Calculate the digit sums of 3-digit numbers whose digits are consecutive (for example, 345). Do you see a pattern? Will this pattern continue?
Solution:
1 + 2 + 3 = 6,
2 + 3 + 4 = 9,
3 + 4 + 5= 12,
4 + 5 + 6 = 15,
5 + 6 + 7 = 18,
6 + 7 + 8 = 21,
7 + 8 + 9 = 24.
Yes, the pattern is a table of 3 from 3 × 2 to 3 × 8.
We cannot continue this pattern after 789.
Intext Question
Question 1.
Among the numbers 1-100, how many times will the digit ‘7’occur?
Solution:
The total count of 7 that we get is 20.
Question 2.
Among the numbers 1-1000, how many times will the digit ‘7’occur?
Solution:
The number of times 7 will be written when listing the numbers from 1 to 1000 is 300.
3.5 Pretty Palindromic Patterns 3.6 The Magic Number of Kaprekar 3.7 Clock and Calendar Numbers Figure it Out (Page No. 64-65)
Question 1.
Pratibha uses the digits ‘4’, ‘7’, ‘3’ and ‘2’, and makes the smallest and largest 4-digit numbers with them: 2347 and 7432. The difference between these two numbers is 7432 – 2347 = 5085. The sum of these two numbers is 9779. Choose 4-digits to make:
(a) the difference between the largest and smallest numbers greater than 5085.

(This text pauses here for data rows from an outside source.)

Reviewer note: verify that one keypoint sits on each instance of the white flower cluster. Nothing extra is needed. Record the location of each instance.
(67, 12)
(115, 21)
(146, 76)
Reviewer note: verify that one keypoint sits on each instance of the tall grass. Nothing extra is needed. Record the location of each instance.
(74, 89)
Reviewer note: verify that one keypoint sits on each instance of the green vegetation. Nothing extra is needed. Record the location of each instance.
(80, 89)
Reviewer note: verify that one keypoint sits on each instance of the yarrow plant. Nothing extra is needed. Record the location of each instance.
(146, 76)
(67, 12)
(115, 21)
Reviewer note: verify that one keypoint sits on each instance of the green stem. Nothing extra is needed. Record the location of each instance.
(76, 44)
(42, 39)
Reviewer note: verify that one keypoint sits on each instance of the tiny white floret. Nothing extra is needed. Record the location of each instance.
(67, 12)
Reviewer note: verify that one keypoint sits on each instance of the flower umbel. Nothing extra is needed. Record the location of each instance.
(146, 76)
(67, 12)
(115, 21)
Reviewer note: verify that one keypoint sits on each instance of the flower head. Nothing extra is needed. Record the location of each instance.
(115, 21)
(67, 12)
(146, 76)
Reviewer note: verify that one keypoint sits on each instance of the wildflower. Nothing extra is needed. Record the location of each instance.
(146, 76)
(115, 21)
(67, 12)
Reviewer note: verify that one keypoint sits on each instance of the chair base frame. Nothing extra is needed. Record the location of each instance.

(b) the difference between the largest and smallest numbers less than 5085.
(c) the sum of the largest and smallest numbers greater than 9779.
(d) the sum of the largest and smallest numbers less than 9779.
Solution:
(a) 5, 8, 3, 2; largest 4-digit number: 8532, smallest 4- digit number: 2358 Difference: 8532 – 2358 = 6174 > 5085
(b) 4, 6, 3, 2; largest 4-digit number: 6432, smallest 4- digit number = 2346 Difference: 6432 – 2346 = 4086 < 5085
(c) 5, 8, 3, 2 → 8532 + 2358 = 10890 > 9779
(d) 4, 6, 3, 2 → 6432 + 2346 = 8778 < 9779
(Answers may vary)
Question 2.
What is the sum of the smallest and largest 5-digit palindrome? What is their difference?
Solution:
Smallest 5-digit palindrome = 10001
Largest 5-digit palindrome = 99999
Sum of the smallest and largest 5-digit palindrome is 10001 + 99999 = 110000
The difference between the largest and smallest 5-digit palindrome is 99999 – 10001 = 89998
Question 3.
The time now is 10:01. How many minutes until the clock shows the next palindromic time? What about the one after that?
Solution:
Prime time = 10:01
Next palindromic time after 10:01 = 11:11
Difference = 11:11-10:01 = 70 minutes
Thus, the next palindromic time shows after 70 minutes.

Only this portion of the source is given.